The contingent beneficiary is disregarded if the primary beneficiary is alive at the death of the IRA owner.

So if spouse is primary beneficiary and RLT is contingent and spouse is alive when IRA owner passes away. Spouse becomes beneficiary and can roll over the benefits. After a rollover if she names RLT, the oldest trust beneficiary’s life will be used for later distributions.

If spouse predeceases or disclaims the IRA at the owner’s death, the RLT is the promary beneficiary. If she disclaims, she is the oldest trust beneficiary and RMDs will be based on her life expectancy – when she passes away, RMDs continue based on her remaiing life expectancy. If she predeceases, the oldest beneficiary of the RLT will determine the span of years for RMDs.

If the RLT is the primary beneficary, the spouse will get income for her life and there is no change in the RMD schedule once she passes away. You can only change the life expectancy schedule when the beneficiary changes – like a death after a rollover by the spouse. The mere change in the identity of a trust’s beneficiaries doesn’t allow a change in the RMD method.



Revocable trusts are overhyped and oversold, and do not save taxes. While they make sense in some cases, for most people they’re not necessary. The foregoing may not apply in all states — they’re common in California, for example, for reasons specific to California.

Even if you have a revocable trust, running an IRA through a revocable trust can cause lots of problems, without providing much benefit. In this example, the surviving spouse could simply leave the IRA to the children. Or, if the amount involved is sufficient to warrant administering trusts for the children (which would keep the IRA benefits out of the children’s estates for estate tax purposes, and would protect against the children’s potential creditors, including spouses), the surviving spouse could leave each child’s share of the IRA to a trust for his/her benefit.

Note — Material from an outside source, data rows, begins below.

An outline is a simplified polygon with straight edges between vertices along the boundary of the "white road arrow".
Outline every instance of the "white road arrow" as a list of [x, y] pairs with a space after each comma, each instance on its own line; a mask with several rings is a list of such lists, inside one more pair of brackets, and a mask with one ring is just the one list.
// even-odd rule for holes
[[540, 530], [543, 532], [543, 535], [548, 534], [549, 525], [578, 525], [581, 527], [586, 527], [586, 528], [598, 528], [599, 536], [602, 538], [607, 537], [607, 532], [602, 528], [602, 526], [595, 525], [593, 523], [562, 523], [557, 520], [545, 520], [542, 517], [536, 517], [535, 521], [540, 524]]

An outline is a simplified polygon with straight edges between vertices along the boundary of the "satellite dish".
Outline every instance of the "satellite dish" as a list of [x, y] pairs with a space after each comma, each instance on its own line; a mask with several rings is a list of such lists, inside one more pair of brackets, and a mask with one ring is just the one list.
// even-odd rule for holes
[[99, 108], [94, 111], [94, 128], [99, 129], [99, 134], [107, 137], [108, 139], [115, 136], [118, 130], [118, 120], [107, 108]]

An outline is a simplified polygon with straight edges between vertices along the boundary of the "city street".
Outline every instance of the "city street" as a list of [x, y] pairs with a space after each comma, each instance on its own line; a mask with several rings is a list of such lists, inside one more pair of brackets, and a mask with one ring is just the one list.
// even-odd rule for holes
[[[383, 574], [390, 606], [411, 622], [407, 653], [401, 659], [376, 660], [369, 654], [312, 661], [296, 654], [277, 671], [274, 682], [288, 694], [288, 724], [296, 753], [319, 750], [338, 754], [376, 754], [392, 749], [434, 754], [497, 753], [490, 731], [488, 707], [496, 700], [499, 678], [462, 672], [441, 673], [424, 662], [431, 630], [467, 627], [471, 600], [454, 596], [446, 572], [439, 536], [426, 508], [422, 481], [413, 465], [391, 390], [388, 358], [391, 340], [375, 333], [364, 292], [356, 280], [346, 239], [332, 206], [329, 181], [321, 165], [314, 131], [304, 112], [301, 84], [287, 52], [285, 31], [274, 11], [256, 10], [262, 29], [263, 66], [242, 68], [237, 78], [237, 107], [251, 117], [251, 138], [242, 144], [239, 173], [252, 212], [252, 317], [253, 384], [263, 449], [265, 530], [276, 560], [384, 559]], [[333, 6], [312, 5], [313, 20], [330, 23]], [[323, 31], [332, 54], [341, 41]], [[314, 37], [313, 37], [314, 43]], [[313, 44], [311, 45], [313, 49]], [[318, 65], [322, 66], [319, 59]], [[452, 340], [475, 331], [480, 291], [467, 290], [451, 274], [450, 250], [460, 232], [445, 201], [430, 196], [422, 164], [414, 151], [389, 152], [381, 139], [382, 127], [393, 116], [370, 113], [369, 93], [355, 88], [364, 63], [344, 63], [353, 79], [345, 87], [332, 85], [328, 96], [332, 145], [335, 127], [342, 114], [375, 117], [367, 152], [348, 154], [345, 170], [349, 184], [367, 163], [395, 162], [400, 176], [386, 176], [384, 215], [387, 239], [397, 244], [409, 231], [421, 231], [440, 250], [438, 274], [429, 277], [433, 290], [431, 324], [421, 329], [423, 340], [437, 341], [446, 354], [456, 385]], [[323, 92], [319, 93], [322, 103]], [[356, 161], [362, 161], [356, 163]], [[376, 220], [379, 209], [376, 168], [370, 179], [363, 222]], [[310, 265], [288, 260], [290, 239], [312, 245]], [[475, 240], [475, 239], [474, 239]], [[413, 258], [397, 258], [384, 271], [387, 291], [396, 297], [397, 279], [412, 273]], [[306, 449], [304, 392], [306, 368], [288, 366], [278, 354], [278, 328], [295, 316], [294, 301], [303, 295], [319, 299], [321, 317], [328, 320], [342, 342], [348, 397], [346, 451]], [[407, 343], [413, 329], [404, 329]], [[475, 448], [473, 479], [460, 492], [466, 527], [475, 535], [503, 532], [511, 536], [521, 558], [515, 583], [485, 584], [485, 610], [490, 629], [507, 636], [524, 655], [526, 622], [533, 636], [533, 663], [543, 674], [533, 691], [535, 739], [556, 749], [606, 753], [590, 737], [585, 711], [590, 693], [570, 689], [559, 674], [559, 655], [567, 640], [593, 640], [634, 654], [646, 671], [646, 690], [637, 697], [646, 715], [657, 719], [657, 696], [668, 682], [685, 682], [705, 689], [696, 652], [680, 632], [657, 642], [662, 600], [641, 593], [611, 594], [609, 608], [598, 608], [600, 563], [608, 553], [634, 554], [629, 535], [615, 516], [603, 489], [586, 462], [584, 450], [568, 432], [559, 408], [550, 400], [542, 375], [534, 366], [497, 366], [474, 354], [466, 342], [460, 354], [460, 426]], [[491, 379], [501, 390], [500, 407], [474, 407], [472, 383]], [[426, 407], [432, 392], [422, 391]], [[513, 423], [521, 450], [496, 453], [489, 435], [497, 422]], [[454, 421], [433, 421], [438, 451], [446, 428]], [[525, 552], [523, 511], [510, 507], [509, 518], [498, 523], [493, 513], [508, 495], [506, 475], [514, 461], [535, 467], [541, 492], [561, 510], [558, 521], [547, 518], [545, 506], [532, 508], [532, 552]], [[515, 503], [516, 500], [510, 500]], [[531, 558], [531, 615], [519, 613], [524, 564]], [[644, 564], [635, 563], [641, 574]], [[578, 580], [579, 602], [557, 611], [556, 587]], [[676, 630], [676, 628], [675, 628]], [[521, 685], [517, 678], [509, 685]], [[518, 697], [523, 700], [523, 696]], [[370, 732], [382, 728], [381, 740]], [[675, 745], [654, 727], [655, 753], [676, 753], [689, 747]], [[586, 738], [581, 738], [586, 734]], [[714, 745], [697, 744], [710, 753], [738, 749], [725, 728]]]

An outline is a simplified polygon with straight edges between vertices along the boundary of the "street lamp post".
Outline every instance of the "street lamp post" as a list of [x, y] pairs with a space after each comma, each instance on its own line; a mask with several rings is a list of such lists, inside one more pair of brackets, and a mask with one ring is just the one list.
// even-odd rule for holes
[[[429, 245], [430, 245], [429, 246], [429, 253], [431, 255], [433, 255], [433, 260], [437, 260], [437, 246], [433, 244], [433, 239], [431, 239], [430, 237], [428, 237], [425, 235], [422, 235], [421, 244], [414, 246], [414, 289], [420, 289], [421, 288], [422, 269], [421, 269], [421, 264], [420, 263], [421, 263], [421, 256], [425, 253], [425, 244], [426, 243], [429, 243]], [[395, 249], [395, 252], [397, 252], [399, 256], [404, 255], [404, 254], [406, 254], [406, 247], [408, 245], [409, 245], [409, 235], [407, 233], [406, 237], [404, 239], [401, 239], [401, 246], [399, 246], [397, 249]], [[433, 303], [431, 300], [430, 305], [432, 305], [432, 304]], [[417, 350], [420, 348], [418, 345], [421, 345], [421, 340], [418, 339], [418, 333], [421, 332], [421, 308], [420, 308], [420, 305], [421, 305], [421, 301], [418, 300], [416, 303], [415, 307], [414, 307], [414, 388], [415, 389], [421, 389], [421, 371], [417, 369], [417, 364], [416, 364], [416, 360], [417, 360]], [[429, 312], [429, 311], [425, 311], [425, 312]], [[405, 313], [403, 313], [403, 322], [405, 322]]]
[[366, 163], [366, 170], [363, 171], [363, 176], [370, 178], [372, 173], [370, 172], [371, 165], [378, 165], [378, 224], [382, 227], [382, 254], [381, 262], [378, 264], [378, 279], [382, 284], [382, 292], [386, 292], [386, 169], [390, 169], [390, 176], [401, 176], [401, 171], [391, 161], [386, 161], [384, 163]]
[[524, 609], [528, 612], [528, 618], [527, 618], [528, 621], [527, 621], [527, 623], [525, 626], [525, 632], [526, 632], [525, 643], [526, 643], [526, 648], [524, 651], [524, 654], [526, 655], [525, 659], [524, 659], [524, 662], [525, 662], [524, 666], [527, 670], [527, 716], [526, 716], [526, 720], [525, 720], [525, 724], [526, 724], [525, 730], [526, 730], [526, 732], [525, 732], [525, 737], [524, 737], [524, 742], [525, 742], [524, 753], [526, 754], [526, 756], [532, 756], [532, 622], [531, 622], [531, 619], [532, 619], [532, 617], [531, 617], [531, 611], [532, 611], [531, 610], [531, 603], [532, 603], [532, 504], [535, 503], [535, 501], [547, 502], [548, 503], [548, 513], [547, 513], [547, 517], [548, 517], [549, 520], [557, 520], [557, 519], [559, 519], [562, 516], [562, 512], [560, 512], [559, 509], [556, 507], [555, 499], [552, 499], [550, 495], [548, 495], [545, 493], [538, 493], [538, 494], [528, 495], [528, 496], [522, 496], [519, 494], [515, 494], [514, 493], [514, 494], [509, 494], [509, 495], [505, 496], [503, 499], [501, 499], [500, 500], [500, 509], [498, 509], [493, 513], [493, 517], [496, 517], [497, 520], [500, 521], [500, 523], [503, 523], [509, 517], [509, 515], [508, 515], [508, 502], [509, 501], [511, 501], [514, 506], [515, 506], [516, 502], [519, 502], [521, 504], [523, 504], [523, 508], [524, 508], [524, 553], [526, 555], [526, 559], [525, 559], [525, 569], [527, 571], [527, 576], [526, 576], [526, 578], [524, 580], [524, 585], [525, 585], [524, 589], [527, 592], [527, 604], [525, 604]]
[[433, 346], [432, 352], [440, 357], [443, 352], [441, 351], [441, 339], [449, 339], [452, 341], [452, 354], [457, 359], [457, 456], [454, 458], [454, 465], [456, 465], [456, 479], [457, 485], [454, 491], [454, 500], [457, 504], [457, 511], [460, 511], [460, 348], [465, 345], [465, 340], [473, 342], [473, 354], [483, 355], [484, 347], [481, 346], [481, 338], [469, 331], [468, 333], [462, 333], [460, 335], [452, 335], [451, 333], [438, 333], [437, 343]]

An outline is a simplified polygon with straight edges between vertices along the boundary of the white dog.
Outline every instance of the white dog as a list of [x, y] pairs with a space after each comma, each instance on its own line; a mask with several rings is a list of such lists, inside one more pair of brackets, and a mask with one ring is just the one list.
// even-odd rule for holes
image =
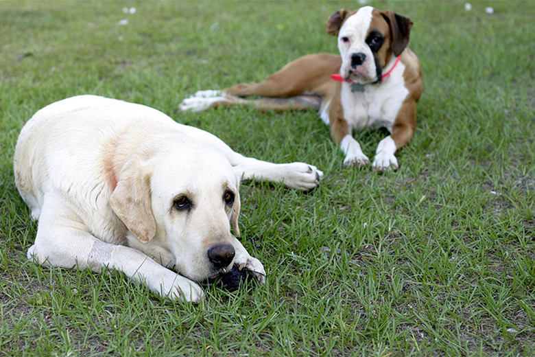
[[202, 296], [195, 281], [234, 266], [264, 281], [262, 264], [230, 233], [232, 222], [239, 235], [240, 180], [309, 189], [323, 176], [302, 163], [245, 157], [155, 109], [93, 95], [38, 111], [19, 137], [14, 168], [39, 220], [29, 258], [109, 267], [188, 301]]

Conduit trusts (where the trustees have to pay out all amounts received from the IRA to the beneficiary of the trust) rarely if ever make any sense. If the beneficiary lives to life expectancy, which will happen 50% of the time, nothing will be left in the trust. All of the IRA benefits will have been thrown into the beneficiary’s estate, and will be subject to the beneficiary’s creditors. We almost always make the trusts fully discretionary. In that case, however, you have to make sure that none of the accumulated IRA benefits can ever go to anyone older than the beneficiary whose life expectancy you’re using to measure the required distributions (generally the oldest child), or to a charity.